There’s also out-of-the-box alerting via Slack, email, or SNS. Since Dashbird automatically clusters similar errors, noise will be reduced, and there’s no need to configure anything in advance to receive critical information in your inbox or channel without flooding it and causing cognitive overload.

Also, metrics provided by AWS are enhanced to enable better filtering. For example, CloudWatch’s requests metric will only give you the number of requests that all APIs have processed in a single region, but there’s no way to know how many requests have been made to a single API or endpoint. With Dashbird, you can always pinpoint the number of requests per endpoint for any given period of time.


Future outlook

There’s more to come at Dashbird, as we’re already building more features to help you run the best possible AppSync endpoints. This includes a set of well-architected insights to guide you with best practices.

Key takeaways

Monitoring is fundamental to any web application. Even though AppSync offers a high level of abstraction of the underlying infrastructure, keeping your endpoint and its resolvers healthy and maintaining low latency is still your job.
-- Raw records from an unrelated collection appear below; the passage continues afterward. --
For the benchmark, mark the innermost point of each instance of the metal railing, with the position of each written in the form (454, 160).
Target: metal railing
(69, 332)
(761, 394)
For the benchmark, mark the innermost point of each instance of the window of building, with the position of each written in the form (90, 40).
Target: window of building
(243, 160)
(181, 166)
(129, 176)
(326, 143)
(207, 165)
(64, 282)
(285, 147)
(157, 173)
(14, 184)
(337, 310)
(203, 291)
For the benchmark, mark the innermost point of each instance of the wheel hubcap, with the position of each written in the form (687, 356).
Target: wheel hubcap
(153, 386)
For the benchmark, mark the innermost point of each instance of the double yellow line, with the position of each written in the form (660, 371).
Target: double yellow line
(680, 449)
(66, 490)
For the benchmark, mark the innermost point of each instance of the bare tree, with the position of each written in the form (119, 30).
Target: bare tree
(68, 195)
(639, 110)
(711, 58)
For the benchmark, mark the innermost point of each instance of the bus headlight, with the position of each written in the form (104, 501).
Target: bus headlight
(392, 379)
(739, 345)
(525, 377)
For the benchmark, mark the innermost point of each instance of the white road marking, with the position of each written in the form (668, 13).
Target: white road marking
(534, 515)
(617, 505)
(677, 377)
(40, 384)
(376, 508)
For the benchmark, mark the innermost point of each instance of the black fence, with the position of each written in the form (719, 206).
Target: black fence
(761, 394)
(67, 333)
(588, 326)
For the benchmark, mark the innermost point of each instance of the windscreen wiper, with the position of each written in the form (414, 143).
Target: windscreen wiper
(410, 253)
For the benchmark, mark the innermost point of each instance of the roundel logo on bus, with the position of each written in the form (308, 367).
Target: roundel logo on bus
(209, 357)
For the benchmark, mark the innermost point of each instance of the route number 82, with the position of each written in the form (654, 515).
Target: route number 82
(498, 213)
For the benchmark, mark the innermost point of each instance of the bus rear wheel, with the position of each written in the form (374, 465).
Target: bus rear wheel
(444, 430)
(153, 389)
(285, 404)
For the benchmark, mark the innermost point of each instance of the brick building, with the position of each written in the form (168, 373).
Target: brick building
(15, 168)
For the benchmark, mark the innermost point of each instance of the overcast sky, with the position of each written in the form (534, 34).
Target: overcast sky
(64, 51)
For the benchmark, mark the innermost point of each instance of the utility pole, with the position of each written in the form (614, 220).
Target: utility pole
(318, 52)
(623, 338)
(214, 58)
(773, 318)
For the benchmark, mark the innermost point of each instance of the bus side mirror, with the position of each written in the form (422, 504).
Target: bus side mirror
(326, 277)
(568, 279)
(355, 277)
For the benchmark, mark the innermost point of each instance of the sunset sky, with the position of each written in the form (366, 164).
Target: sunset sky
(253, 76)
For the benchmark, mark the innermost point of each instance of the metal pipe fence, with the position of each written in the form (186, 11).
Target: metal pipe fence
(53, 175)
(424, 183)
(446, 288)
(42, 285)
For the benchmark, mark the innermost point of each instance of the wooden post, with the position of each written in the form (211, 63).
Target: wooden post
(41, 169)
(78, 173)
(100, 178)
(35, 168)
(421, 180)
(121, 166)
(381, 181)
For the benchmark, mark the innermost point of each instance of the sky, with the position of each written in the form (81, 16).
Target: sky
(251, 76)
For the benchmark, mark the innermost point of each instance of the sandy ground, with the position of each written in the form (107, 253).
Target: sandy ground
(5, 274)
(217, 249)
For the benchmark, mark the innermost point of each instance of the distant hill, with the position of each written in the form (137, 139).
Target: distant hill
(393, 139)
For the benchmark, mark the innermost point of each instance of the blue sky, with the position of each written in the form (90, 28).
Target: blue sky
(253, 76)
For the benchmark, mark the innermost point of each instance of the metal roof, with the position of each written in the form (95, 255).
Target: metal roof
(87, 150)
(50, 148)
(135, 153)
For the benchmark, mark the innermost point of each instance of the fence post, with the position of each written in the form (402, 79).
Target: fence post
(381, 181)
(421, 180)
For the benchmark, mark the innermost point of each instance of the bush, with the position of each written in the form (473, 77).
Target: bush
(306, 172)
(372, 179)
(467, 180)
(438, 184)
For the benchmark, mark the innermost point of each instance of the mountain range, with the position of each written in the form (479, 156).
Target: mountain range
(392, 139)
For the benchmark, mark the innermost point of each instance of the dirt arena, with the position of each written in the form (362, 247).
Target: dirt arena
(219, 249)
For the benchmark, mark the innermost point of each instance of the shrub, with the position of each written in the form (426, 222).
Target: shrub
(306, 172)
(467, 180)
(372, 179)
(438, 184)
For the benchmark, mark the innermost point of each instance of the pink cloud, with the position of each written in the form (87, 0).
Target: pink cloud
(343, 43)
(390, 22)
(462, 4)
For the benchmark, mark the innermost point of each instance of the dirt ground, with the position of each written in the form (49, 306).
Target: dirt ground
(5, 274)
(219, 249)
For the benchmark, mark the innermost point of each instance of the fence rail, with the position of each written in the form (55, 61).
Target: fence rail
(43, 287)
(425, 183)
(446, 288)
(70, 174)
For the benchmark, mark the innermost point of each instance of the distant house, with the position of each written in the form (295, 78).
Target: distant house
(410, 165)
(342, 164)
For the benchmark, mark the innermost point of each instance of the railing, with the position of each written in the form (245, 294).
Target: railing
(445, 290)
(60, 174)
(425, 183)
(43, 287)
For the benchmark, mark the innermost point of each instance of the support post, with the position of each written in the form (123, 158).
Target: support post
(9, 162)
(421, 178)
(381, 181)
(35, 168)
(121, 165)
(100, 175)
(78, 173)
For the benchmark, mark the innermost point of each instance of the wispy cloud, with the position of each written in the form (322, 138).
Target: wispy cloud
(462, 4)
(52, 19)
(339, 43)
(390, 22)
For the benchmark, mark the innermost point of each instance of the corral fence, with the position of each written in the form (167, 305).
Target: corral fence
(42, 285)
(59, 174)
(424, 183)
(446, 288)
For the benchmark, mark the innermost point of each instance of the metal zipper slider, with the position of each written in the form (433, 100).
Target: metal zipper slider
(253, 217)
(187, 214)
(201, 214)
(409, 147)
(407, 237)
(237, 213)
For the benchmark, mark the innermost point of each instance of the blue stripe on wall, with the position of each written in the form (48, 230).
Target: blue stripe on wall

CloudWatch and X-Ray offer tools that enable you to get the logs required to achieve detailed observability for your application relying on AWS’s managed GraphQL solution. Dashbird takes this to the next level by offering you a structured overview of all your AppSync endpoints, which contain all the details you need to debug errors, resolve bottlenecks, and give your team more time for application development instead of stumbling through CloudWatch logs and X-Ray traces.